The incredible performance of BJP in the East underlines the spectacular performance nationally. Not only has its performance here enabled it to more than make up for the reverses suffered in Uttar Pradesh, but it has also provided a much expanded electoral footprint to the saffron party. The saffron surprise in the East is akin to what it achieved in the 2014 general election in UP.
From an also-ran in West Bengal in 2014, BJP has eclipsed the Congress and the Left Front to emerge as a close second to the Trinamool Congress (TMC), whose leader Mamata Banerjee, was at one time being touted as a possible PM. The saffron surge ensured a direct fight and has led to an almost equal division of votes between BJP (40.2%) and TMC (43.29%), dealing one of the most devastating political blows to Didi’s persona and TMC. It will now have to be seen how TMC will regroup.
In Odisha, BJP may not have lived up to its pre-election claim of ending the record tenure of Naveen Patnaik. The veteran CM pulled off another one-sided win in the state elections, but had to share the spoils with BJP in the fight for the Lok Sabha. But in the process, the die is cast for the future polity of the state, with BJP emerging as the principal challenger.
In the north-east of India, BJP has in this election cemented its status as the principal party. Of the 25 seats up for grabs, BJP won 12 and its NDA allies three. Previously, NDA had won 11 seats, while the BJP count was eight.
If the country’s oldest political party needed a wake-up call, then this was the moment. In 2014, it suffered its worst drubbing ending up with 44 seats; if people believed—especially after Gandhi underwent a makeover following his ascent to the post of party president—that a turnaround was possible, then it remained a pipe dream.

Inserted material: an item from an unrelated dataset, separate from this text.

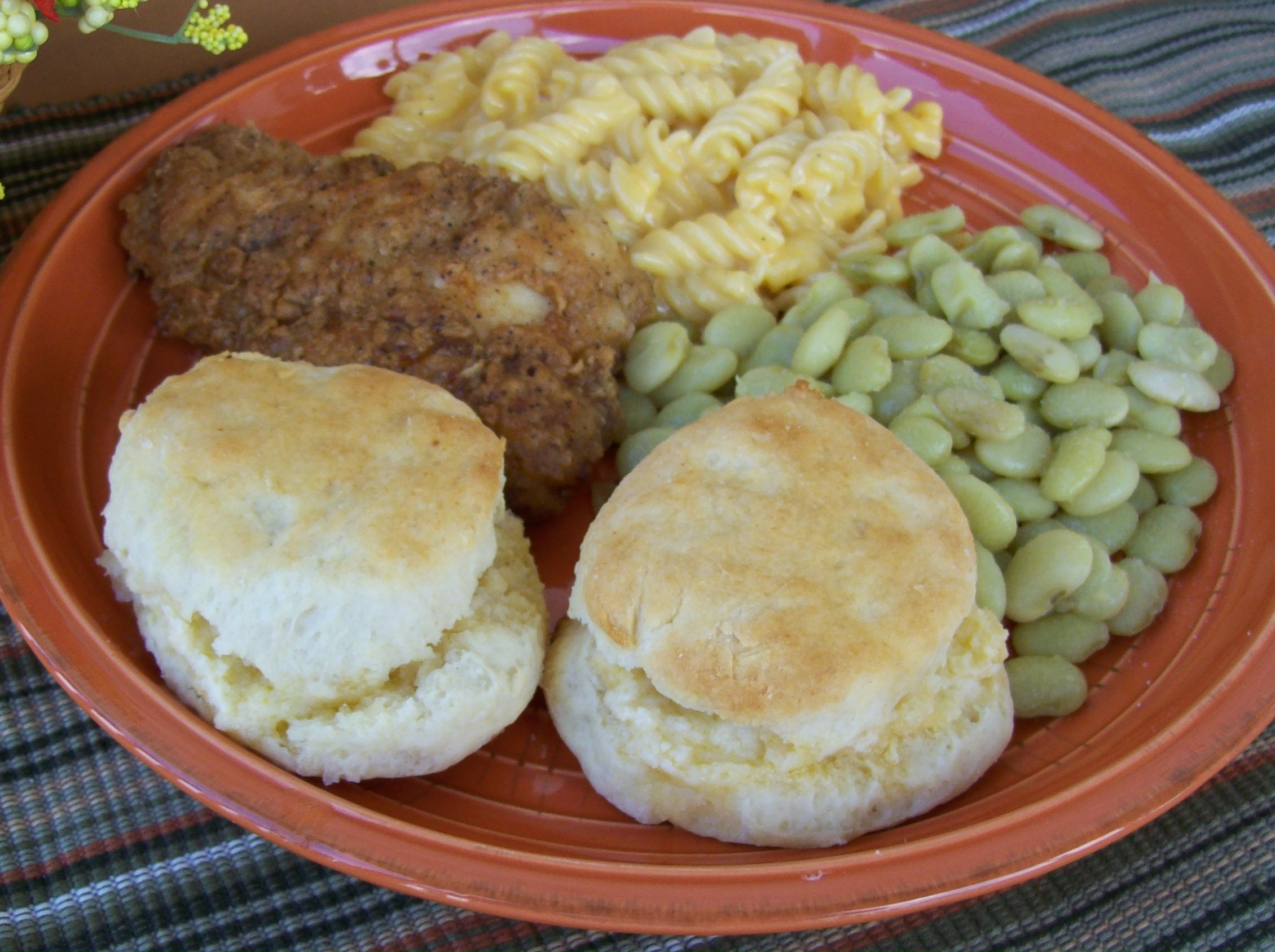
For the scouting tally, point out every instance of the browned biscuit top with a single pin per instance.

The shrill negative campaign—chowkidar chor hai—and the lack of credible alternative ideas, except for NYAY, have left many red-faced.
The Congress suffered another humiliating loss ending up with 52 seats—a marginal improvement on its previous tally, but still short of the number to automatically claim the prestigious post of the leader of the opposition in Parliament.

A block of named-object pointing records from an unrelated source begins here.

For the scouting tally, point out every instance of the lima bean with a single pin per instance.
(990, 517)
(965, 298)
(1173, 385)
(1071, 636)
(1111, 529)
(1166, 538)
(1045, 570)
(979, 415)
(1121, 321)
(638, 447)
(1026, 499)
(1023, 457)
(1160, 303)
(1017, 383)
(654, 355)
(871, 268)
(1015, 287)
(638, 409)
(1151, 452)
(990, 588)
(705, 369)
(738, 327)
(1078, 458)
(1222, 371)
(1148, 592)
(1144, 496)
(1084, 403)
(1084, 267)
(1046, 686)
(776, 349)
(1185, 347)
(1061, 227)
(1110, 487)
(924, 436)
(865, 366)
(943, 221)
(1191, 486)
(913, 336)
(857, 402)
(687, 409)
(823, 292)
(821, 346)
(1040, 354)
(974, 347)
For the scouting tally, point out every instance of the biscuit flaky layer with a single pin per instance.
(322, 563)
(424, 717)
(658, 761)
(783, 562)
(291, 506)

Not only did Gandhi lose from Amethi, the party is now reduced to one representative, Sonia Gandhi, from Uttar Pradesh—one of the two states without which the Congress can never stage a revival. The bulk of its MPs in the next Lok Sabha will come from south India—including Gandhi, who won from Wayanad in Kerala. After drawing a near blank in the Hindi heartland, it risks losing its credentials of being a national party. More worryingly, it should recognize that over the last four decades, key constituents have deserted the party. First to leave were the Dalits, later followed by the OBCs; and now, BJP has completed the heist with its successful wooing of the poor. The Muslims in general continue to be loyal to the Congress, which, however, in the context of a rising Hindu consciousness, could be a political liability, especially in the heartland.
The Road Ahead
With the elections done and dusted, Modi is likely to refocus his attention on governance. One big challenge will be in putting together the union cabinet. If there was one drawback of this government, it was the lack of bandwidth in the union cabinet.

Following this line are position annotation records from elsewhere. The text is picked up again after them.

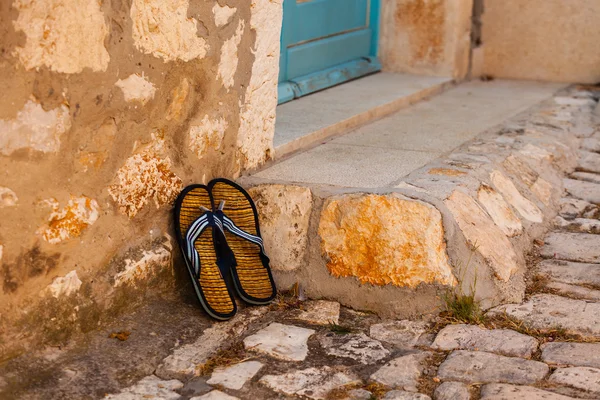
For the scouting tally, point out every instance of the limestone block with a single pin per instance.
(500, 212)
(481, 232)
(284, 214)
(384, 239)
(511, 194)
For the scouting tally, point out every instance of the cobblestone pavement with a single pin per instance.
(547, 347)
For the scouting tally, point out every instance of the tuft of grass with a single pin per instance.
(377, 390)
(555, 333)
(462, 308)
(339, 329)
(234, 354)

The second big test will be with respect to the economy. The containing of retail inflation and improved plumbing of the economy through measures like goods and services tax have no doubt improved the underlying basis, but there are concerns that cannot be ignored--obvious ones are farm distress, lack of job creation and flagging investment. With such a massive mandate, Modi will be under pressure to deliver solutions—though it is a fact that there is no shortcut. Undoubtedly, he has a task on hand.